If these fossils are proven to be that of animals similar to the famous bipedal Australopithecus from East Africa – and that is a big if – then it could have some seriously profound implications for the story of human evolution.
“I don't want to over-dramatize it, but I would hypothesize that we shall have to start rewriting the history of mankind after today,” Herbert Lutz, director of the Natural History Museum in Mainz, told local media this week as he revealed the discovery. The paper is currently in pre-print. “This is a tremendous stroke of luck, but also a great mystery.”
This would be an astonishing find not only because there have never been any comparable early hominins like this found in Europe before, but also because if the dating is correct, then the species was knocking around some 6 million years before the famous Lucy was laid to rest in Ethiopia. The current estimate for the last common ancestor between chimps and humans ranges from around 10 million to 7 million years ago, although one recent study suggests that it might have been as long at 13 million years ago.
If this older figure is correct, then the dating of these hominin-like teeth would fit in with that. Yet there are other factors to take into consideration. Only earlier this year, researchers announced they had discovered what they believed to be fossil evidence of the last common ancestor between chimps and humans, which put the divergence at around 7.2 million years ago.

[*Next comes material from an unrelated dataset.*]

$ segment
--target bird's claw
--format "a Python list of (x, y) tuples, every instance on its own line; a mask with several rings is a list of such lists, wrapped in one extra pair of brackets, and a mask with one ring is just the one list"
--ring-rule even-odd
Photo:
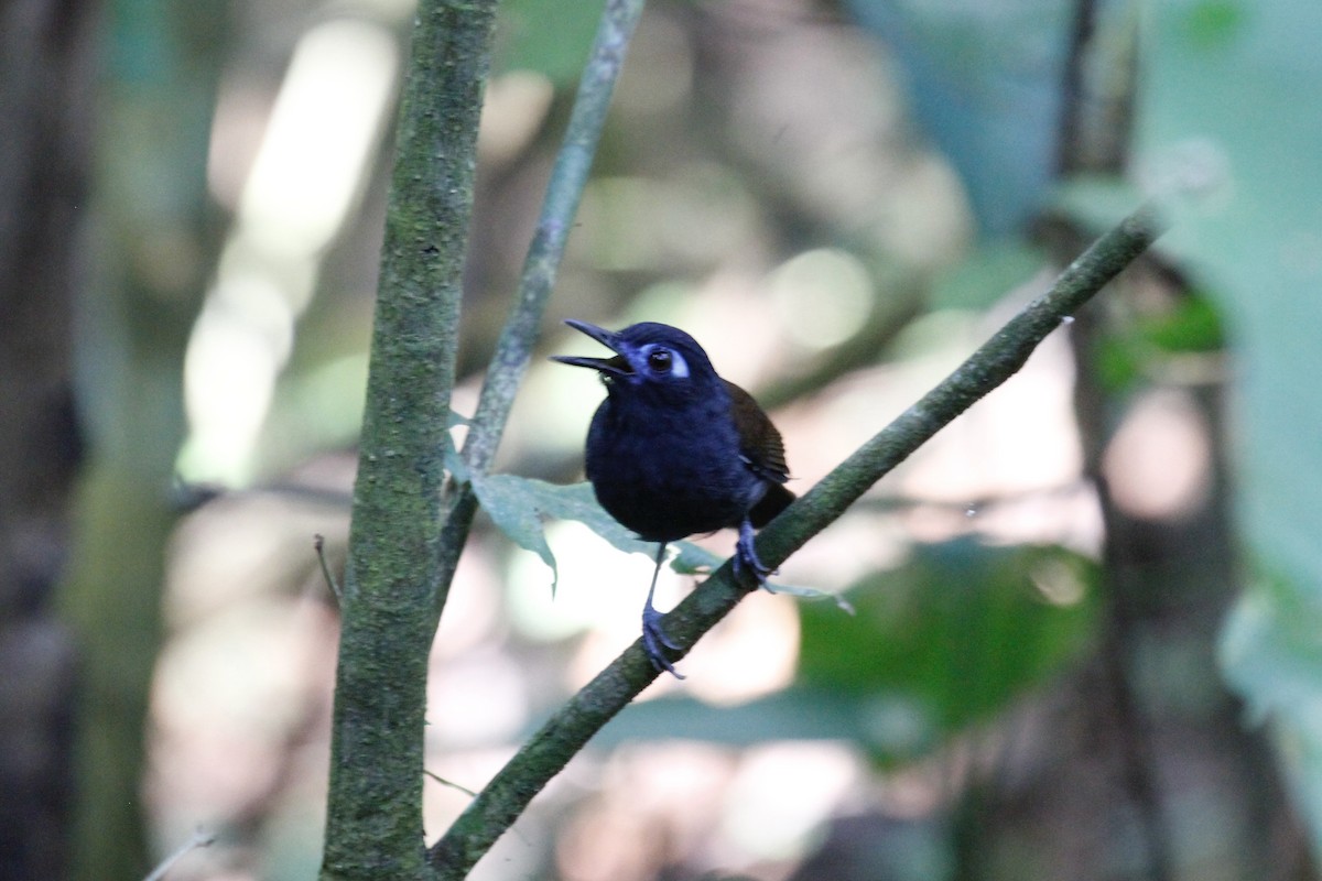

What is more interesting in this scenario, however, is that these fossils were discovered in Eastern Europe. This lines up nicely with the recent findings from Germany date-wise, but only if they are not hominin in origin. It is not unusual to find evidence of primates across Europe, and the author’s even note in their paper that while the size and dimensions of the newly discovered teeth are within those known for various Australopithecus species, they also fall within the range for female chimps, too.
If this is the case, then the 9.7-million-year-old teeth could simply be an as-yet unknown species of ape that was once living in the forests of ancient Germany. Of course, it could also turn out that the researchers are indeed correct with their initial understandings and this discovery instead completely rewrites what we thought we knew about human evolution. I guess we’ll just have to wait and see.